Além do Estadual da Penha ser ainda uma escola de bom nível no início da década de 1970 – haverá, como sabemos, uma grande deterioração do ensino médio nos anos seguintes –, ser de uma família que estimulava a leitura foi um fator decisivo. Mas há algo inusitado que deve ser mencionado: há poucos passos de casa, em plena avenida, numa garagem de apenas uma porta, havia um sebo, isto é, um comercio de livros usados. Meu irmão mais velho chegou a comprar um livro de Hegel e ali adquirimos romances de leitura obrigatória na escola, além de alguns remanescentes da antiga editoria Vitória, vinculada ao PCB – algo que evidentemente não sabíamos e que só viemos a nos inteirar muitos anos depois.

Futebol e leitura se mesclam nessa memória de formação. Livros indicados pela excelente professora de literatura que tínhamos e outros que obtínhamos no sebo. A periferia da grande metrópole tinha, de alguma forma, espaços de cultura que podiam ser vivenciados e por onde circulávamos com desenvoltura. Além disso, na Penha havia alguns cinemas bastante frequentados pelos moradores. Neles, não era incomum, cabularmos aulas quando éramos instigados por nossas colegas interessadas em ver filmes proibidos para nossas idades. Não eram filmes pornográficos, mas filmes “eróticos” que elas não poderiam revelar que haviam visto para seus namorados e menos ainda para suas famílias.

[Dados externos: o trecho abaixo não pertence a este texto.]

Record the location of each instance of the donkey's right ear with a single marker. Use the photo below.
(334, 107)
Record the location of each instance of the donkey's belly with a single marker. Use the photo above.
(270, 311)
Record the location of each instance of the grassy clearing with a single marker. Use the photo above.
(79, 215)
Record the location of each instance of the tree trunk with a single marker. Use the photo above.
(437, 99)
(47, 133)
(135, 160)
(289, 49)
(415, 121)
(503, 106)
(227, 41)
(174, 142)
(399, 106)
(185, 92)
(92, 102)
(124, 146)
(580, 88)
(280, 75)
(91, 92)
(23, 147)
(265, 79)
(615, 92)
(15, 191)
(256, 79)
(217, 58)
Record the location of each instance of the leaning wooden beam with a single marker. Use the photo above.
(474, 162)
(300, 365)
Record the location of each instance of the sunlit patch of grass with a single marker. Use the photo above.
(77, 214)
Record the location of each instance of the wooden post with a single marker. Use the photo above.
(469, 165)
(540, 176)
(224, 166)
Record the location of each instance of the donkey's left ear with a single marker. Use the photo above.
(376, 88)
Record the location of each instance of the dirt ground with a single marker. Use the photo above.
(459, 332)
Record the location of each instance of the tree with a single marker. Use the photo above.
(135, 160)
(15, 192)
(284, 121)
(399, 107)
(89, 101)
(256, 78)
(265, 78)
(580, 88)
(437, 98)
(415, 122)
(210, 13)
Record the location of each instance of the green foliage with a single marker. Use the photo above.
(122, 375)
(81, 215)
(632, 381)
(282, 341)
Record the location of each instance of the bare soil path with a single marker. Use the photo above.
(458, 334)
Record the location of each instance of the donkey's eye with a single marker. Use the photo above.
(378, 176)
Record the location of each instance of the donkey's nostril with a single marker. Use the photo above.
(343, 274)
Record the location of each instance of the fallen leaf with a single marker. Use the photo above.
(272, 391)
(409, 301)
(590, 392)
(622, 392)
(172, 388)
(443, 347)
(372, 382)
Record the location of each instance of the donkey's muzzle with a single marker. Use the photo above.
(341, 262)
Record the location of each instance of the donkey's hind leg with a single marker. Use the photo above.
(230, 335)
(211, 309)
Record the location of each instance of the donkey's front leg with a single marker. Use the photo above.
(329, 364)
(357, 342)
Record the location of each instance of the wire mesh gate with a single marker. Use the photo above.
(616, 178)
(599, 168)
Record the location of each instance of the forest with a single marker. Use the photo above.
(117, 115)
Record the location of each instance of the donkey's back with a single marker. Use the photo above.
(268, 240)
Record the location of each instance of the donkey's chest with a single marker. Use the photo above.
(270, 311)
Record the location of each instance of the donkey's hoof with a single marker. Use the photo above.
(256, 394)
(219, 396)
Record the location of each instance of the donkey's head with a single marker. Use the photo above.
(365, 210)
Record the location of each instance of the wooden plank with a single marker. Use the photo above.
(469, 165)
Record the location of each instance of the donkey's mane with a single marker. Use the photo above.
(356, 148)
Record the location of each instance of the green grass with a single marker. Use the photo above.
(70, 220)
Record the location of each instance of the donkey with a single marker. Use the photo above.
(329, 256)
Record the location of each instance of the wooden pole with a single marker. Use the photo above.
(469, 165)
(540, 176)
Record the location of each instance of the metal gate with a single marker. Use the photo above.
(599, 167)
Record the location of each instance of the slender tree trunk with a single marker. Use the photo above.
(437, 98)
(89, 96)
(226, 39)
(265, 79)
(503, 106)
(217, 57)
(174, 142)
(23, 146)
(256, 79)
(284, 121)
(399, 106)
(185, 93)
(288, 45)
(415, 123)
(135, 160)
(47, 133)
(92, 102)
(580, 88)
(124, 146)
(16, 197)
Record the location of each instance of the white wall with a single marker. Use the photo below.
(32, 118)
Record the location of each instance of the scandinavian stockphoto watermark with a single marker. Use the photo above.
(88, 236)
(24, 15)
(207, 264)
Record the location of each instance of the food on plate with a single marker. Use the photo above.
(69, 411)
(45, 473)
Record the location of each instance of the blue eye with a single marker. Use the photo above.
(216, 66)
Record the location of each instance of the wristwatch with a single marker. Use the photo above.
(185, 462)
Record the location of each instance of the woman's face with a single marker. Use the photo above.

Contrastada com as luzes do cair da tarde, a imagem das estreitas ruas de paralelepípedos umedecidos pela garoa paulistana parece estar fixada na memória sem que se peça que retorne ao presente. Imagens que registram o transitar da escola para a casa e vice-versa, e dai para as quadras de esporte. Da casa para a biblioteca pública que – pasmem, em plena década de 1970 – a administração municipal construiu próximo ao antigo largo da velha igreja da Penha para ai ler sem parar e de tudo, durante os dias frios das férias de meio de ano.